Biologics and Pregnancy: A Q&A With Ben Lockshin, MD

June 2, 2024

Dermatology Times - Biologics and Pregnancy - A Q_A With Ben Lockshin, MD

Ben Lockshin, MD, FAAD, assistant professor at Georgetown University’s Department of Dermatology, and director of the clinical trials center at US Dermatology Partners in Washington, DC, took a deep dive into the complexities and advancements in biologic treatments for pregnant patients during his session “Dermatology and Pregnancy” at the 2024 Fall Clinical Dermatology Conference for PAs and NPs. Addressing the prevalent uncertainty among healthcare providers regarding the management of patients who are pregnant or considering pregnancy, Lockshin emphasized the importance of empowering dermatology clinicians with data-driven knowledge and resources to best treat this patient population. In an interview with Dermatology Times, he explained his approach to continuing biologic therapies into pregnancy with informed timing adjustments.1

Dermatology Times: What sparked your interest in exploring advancements in biologic treatments for pregnant patients?

Lockshin: I think most of us don’t feel that we’re good at treating patients that are either thinking about becoming pregnant or that are pregnant. I think this presentation allows people to have some data to empower themselves when managing patients on biologic therapies.

Dermatology Times: What data is available for clinicians to weigh the risks and benefits of prescribing biologics to pregnant patients?

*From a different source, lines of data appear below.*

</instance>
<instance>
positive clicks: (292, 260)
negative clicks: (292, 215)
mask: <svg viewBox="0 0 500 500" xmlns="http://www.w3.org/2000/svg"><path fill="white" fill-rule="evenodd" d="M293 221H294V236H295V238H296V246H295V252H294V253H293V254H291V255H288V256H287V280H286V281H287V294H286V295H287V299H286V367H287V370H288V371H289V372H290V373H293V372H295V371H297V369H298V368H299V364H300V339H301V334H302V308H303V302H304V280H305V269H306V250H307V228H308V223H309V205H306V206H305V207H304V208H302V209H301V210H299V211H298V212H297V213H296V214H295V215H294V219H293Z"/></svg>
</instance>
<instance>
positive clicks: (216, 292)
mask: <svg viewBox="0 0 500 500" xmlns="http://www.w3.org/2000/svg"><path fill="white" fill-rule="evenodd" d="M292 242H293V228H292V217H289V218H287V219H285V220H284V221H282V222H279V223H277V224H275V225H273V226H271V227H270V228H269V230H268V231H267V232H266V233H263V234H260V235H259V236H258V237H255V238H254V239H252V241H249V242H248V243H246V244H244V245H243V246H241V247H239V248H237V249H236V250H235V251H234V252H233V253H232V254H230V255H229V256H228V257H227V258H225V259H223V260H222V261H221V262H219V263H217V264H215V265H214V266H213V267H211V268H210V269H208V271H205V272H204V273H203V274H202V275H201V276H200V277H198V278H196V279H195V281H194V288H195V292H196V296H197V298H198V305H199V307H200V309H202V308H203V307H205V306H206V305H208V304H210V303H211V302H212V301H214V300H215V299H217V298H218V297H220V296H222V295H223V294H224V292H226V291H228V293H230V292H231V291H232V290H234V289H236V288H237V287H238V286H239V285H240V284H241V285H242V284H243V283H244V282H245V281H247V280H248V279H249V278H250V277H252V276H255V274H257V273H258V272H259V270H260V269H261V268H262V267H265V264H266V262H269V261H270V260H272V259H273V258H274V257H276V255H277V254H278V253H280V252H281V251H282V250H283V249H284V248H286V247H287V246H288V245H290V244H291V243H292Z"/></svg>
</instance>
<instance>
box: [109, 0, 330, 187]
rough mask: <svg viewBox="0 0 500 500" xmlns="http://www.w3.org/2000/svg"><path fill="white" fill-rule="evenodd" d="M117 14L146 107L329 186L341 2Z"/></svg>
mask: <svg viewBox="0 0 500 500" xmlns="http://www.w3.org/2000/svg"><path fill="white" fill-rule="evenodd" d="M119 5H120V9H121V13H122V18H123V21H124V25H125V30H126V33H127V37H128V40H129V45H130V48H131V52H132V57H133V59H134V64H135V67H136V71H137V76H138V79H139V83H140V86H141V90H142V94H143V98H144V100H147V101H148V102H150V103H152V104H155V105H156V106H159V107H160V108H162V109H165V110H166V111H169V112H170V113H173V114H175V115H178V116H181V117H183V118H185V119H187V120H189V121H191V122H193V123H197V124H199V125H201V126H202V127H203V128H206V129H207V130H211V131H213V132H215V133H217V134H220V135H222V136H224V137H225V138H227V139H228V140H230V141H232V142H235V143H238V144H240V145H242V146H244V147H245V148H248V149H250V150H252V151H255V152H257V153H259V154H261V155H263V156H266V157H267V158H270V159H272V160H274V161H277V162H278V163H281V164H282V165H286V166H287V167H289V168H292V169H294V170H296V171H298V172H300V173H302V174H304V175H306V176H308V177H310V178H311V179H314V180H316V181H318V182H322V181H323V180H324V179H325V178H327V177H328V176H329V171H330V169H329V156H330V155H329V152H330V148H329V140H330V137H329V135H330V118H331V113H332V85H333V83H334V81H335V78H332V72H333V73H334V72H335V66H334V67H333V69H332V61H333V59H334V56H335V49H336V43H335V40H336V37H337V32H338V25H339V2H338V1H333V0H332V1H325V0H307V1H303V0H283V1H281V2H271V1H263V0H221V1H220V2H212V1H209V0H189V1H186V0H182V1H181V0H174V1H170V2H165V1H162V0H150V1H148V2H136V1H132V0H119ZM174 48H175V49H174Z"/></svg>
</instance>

Lockshin: So as I mentioned in my talk, there’s very little limited clinical trial data out there in this patient population. In fact, most phase 3 studies exclude pregnant and breastfeeding patients. And because of this, all the data that we primarily derive is from post-marketing surveillance, and the OTIS registry2 has been an excellent resource for patients and providers to really gain insight in terms of the risks that these patients are exposed to, with whatever medication they’re on. But that being said, biologic therapies, there’s very limited transplacental term transmission in the first trimester, which gives you comfort to continue prescribing until someone gets pregnant. Many providers revert to the most cautious way of prescribing which is to hold medication, which can be detrimental to patients that have atopic dermatitis and psoriasis. Hopefully, after hearing this talk, many of the providers will learn that it is okay for patients to get pregnant on these biologic therapies and to consider stopping sometime during the second or third trimester.

Dermatology Times: What do you believe the future holds in serving pregnant patients with inflammatory skin conditions?

Lockshin: We’ve come a really long way in terms of managing inflammatory disease, and then I think we are far from the goal line. Maybe we’re at the 20 yard line when it comes to psoriasis, and maybe at the 50 yard line when it comes to atopic dermatitis, and for hidradenitis suppurativa, I think we’ve got a lot of ground to make up in terms of getting patients to live a life that they should expect to live free of disease without the burden of thinking that this will come back or that they’ll experience a flare. So hopefully in the next few years with the various drugs in the pipeline, we’ll be able to achieve the same results in atopic dermatitis vitiligo, alopecia areata, as we’ve seen with psoriasis, Hopefully in the next 20 years, we’ll be in a place where we can find treatments that will actually cure this disease rather than manage it. We are really practicing medicine in the golden era of pharmacology and drug development, and I think it’sreally important for us as clinicians to continue to understand, adapt, and develop and utilize the new therapies that are out there to better treat our patients. If we do this, we’ll be able to not only treat our patients with more precision, we’ll be able to find treatments that are more precise for their individual disease state, limiting adverse events while increasing levels of efficacy.